Humanising animals is a personal choice. Pigs are domesticated for consumption. Dogs for work. 

Right, and in Southeast Asia and as far north as Korea, a subset of dogs became meat domesticates. (Northern Chinese ceased this in the neo-Confucian period. And became sentimentalised as pets, maybe imitating Europeans, under the Ming. Japanese ceased this with Buddhism.)

These dogs ate plenty starches from human leftovers, which bulked them up. Also although these Asian to Polynesian canines are often said to be vegetarian, they had free roam and autonomously seized upon rodents and the like. They did not take large prey, either alone or with human companions.
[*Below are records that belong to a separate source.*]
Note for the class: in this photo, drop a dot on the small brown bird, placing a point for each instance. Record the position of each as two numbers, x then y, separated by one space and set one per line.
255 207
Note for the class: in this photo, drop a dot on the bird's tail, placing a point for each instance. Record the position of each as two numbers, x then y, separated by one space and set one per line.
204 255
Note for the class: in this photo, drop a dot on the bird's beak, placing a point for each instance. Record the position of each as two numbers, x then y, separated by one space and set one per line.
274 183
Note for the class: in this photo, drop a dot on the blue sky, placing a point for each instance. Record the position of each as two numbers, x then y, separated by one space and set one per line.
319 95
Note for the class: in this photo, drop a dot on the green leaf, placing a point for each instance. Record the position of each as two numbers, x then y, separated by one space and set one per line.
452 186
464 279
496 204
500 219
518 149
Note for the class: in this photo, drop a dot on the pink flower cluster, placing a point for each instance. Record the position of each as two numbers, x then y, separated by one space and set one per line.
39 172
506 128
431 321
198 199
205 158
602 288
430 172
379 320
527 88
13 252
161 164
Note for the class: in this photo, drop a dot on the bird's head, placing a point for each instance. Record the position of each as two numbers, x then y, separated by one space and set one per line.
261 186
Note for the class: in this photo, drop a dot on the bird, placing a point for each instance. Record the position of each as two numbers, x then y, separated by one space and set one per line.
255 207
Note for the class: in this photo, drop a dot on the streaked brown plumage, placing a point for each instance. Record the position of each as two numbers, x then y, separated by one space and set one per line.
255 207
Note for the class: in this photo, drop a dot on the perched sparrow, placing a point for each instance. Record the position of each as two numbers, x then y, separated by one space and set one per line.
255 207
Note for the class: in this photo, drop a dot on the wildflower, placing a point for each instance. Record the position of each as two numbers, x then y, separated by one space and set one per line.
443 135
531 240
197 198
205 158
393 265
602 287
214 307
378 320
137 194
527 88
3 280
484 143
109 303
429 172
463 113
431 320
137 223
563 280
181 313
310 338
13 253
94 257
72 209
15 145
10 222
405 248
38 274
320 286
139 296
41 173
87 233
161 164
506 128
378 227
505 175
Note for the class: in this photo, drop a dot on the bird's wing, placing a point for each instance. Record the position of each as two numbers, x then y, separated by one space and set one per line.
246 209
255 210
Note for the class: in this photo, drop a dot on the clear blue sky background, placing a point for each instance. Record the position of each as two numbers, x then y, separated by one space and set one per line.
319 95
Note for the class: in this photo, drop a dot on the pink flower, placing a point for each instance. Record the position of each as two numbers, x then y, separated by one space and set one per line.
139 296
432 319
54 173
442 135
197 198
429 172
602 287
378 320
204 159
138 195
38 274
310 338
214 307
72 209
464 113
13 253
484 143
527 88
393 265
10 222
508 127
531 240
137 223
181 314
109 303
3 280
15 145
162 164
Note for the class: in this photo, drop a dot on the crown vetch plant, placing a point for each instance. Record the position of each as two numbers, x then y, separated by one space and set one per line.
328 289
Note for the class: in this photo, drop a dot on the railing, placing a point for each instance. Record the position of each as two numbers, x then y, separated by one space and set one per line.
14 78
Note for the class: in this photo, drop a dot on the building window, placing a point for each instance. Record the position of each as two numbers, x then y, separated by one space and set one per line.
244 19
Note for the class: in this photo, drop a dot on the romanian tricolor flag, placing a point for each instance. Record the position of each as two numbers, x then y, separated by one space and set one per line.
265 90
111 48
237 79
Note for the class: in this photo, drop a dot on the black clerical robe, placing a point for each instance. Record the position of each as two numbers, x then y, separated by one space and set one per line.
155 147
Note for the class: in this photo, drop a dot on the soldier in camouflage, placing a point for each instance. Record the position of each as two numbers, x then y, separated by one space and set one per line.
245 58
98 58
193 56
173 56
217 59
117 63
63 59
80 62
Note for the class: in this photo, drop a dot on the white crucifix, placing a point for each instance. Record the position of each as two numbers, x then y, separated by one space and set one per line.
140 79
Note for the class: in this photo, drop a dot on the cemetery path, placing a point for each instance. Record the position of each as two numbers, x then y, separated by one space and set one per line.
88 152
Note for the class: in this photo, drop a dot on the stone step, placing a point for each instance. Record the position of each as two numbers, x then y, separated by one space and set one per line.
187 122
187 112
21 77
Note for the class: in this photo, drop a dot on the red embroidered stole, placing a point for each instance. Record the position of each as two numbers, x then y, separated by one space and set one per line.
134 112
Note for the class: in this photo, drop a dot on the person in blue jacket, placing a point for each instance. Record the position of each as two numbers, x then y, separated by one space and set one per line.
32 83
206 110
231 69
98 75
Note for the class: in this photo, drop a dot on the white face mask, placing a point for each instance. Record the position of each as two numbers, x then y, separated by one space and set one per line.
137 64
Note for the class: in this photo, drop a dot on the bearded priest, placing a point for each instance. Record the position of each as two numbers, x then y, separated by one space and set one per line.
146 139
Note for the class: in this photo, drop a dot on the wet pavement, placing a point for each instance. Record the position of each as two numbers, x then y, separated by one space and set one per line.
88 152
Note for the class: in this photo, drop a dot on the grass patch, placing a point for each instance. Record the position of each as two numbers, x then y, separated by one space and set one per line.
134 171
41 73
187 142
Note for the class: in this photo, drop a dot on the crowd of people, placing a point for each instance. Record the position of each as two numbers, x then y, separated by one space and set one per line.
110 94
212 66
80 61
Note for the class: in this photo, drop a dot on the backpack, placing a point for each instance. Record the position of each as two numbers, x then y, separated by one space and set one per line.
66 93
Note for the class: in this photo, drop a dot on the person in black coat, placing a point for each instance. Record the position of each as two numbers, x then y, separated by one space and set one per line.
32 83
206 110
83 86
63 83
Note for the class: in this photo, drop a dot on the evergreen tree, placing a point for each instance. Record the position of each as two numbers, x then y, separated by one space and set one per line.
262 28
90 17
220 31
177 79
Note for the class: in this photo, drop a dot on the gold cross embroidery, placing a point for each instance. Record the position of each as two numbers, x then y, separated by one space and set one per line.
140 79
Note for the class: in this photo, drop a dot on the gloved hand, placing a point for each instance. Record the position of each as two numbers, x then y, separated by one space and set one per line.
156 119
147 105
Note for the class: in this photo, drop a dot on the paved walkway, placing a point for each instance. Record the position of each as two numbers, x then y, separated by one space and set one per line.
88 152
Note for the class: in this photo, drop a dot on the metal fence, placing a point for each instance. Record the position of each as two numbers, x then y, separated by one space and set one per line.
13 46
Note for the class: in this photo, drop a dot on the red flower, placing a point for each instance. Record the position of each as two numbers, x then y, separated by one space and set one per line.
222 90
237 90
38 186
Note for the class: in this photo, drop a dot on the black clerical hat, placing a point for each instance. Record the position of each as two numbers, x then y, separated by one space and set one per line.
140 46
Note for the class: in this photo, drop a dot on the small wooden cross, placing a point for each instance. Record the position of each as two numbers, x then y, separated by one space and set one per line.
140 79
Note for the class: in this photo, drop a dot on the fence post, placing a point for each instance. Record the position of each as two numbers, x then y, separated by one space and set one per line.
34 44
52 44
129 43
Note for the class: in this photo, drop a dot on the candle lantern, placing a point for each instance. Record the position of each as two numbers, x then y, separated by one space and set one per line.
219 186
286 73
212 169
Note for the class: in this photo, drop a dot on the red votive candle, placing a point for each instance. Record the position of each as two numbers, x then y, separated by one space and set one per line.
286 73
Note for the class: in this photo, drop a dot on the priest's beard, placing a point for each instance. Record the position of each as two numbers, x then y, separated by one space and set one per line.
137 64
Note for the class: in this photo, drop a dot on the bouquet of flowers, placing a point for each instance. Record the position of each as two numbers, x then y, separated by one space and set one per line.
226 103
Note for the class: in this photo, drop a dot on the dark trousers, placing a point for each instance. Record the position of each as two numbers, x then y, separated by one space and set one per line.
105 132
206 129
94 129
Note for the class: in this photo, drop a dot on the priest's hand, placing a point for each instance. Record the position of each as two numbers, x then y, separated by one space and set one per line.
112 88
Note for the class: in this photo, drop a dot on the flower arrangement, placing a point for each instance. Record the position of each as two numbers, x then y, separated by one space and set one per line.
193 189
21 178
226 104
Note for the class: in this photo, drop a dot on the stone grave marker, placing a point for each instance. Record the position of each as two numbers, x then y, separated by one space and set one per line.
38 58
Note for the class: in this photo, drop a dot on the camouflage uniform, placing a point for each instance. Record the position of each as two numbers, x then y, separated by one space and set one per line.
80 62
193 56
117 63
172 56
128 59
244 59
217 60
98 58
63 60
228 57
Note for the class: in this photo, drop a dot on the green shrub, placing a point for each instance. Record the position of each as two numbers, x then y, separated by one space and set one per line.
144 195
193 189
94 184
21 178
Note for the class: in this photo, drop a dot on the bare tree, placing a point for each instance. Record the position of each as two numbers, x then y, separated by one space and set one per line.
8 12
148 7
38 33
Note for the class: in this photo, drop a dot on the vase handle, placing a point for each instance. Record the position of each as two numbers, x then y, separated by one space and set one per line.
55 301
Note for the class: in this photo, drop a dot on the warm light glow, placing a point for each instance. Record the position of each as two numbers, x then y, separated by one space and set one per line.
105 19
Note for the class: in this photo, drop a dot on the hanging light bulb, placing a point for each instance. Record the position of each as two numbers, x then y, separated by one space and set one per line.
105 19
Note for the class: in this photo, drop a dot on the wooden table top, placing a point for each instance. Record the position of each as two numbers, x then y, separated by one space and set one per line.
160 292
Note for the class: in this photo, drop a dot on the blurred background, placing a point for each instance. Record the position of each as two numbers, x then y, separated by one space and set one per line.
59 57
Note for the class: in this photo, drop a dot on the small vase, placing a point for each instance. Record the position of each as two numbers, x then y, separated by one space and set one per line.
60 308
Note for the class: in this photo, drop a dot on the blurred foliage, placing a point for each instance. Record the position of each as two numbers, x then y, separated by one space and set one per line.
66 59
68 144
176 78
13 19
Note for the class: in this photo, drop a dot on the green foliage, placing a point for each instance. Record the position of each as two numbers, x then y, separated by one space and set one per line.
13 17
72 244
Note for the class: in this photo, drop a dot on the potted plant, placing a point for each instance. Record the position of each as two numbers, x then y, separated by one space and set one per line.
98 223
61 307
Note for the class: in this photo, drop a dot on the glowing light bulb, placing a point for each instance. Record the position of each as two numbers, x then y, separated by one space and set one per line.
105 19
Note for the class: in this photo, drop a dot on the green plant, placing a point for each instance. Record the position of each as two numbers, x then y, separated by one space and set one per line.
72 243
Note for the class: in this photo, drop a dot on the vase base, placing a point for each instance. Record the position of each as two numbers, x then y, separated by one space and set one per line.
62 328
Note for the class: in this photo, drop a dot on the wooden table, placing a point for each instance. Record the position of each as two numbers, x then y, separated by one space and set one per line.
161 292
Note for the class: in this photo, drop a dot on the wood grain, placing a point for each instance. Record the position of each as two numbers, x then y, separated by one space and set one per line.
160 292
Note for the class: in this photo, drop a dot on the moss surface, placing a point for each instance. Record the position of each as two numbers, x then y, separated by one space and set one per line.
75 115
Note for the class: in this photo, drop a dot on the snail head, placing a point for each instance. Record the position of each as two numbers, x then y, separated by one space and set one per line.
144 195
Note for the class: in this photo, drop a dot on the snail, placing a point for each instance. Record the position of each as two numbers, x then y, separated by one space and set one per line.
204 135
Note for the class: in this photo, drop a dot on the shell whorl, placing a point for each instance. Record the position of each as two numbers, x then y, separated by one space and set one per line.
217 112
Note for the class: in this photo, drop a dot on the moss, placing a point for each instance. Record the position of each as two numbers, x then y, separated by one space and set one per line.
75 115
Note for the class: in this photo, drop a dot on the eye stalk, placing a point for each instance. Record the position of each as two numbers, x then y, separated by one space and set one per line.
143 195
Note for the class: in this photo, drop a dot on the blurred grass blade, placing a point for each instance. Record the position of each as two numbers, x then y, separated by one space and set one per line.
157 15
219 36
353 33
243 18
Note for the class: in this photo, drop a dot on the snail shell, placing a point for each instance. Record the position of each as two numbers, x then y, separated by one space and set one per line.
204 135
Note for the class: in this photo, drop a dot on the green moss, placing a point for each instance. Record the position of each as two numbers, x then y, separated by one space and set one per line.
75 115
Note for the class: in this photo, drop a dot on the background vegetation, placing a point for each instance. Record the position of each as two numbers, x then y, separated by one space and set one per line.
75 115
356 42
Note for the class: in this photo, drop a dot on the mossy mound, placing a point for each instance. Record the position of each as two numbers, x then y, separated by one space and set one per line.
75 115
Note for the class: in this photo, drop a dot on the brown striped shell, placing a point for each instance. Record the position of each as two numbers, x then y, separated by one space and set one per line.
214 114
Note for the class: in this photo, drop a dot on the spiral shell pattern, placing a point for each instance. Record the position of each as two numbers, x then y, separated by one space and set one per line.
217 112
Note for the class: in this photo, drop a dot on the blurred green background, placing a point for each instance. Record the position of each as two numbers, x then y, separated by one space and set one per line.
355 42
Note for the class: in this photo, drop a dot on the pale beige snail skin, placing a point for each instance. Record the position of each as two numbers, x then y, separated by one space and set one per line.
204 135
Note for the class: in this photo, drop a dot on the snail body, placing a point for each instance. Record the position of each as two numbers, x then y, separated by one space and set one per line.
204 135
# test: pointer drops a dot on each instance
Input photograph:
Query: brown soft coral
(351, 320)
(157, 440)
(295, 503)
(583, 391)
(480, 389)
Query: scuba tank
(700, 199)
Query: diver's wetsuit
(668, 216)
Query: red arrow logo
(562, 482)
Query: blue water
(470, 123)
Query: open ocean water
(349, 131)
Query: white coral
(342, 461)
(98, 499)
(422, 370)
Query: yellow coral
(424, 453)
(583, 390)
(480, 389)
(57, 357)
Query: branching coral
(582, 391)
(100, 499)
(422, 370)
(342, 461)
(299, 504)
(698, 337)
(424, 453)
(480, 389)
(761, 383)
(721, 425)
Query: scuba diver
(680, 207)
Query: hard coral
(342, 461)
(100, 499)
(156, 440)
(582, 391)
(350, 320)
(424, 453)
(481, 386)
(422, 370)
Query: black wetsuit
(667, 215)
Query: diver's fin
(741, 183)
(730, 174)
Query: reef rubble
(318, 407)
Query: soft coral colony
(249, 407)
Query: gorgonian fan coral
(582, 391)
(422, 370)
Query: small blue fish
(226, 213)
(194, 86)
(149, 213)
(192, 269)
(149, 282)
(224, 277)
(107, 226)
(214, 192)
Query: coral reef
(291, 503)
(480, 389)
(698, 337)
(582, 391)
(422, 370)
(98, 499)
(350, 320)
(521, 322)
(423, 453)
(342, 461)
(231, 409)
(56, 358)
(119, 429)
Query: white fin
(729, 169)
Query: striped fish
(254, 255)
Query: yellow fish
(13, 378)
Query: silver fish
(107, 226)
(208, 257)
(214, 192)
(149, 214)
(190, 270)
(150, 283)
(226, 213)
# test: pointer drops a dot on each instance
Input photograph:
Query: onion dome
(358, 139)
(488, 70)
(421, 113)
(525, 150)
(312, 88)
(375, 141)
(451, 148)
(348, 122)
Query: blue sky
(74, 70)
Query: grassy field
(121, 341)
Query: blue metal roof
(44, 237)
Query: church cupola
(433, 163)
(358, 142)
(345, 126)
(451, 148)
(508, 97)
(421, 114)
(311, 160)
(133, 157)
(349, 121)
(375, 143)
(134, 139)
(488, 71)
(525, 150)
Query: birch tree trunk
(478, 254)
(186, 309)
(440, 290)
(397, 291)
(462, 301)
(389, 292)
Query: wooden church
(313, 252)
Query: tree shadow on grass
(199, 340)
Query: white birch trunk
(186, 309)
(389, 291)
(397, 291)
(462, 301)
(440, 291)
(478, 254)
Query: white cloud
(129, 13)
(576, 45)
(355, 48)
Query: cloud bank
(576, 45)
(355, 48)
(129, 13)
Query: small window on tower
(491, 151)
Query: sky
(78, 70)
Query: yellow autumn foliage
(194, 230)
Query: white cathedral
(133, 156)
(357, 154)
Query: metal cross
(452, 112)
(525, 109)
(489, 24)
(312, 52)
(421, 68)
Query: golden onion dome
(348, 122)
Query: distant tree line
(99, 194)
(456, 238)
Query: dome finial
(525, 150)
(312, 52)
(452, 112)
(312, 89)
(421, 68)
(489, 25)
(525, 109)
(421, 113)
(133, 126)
This is surely not the original relationship that led to dog domestication. But the way humans in Europe regard dogs, is also atypical. Arabs and Bantu use dogs for hunting, but they are free roaming or housed outside the house. It is the familiarity and intimacy of Europeans and related peoples with dogs, that is special. Not the practice of hunting with dogs, as you said.

I think an explanation might be seen in Aussie Aboriginals, living where winters or nights are cold. There, dingos were aloof and only semi-domesticated, but they accompanied men in hunting, and women in foraging, an act that disturbed suitable prey such as goannas. Nonetheless, the dingos have another use to the Australians: they would join aboriginal people as live bedding at night time.

Hunting cooperation of the kind seen in Australia, is not unique to that continent. In South America and Central Africa, similar uses of the dog in hunting are common, yet they don't come into human living spaces. The dog is rare among utility domesticates in that regard.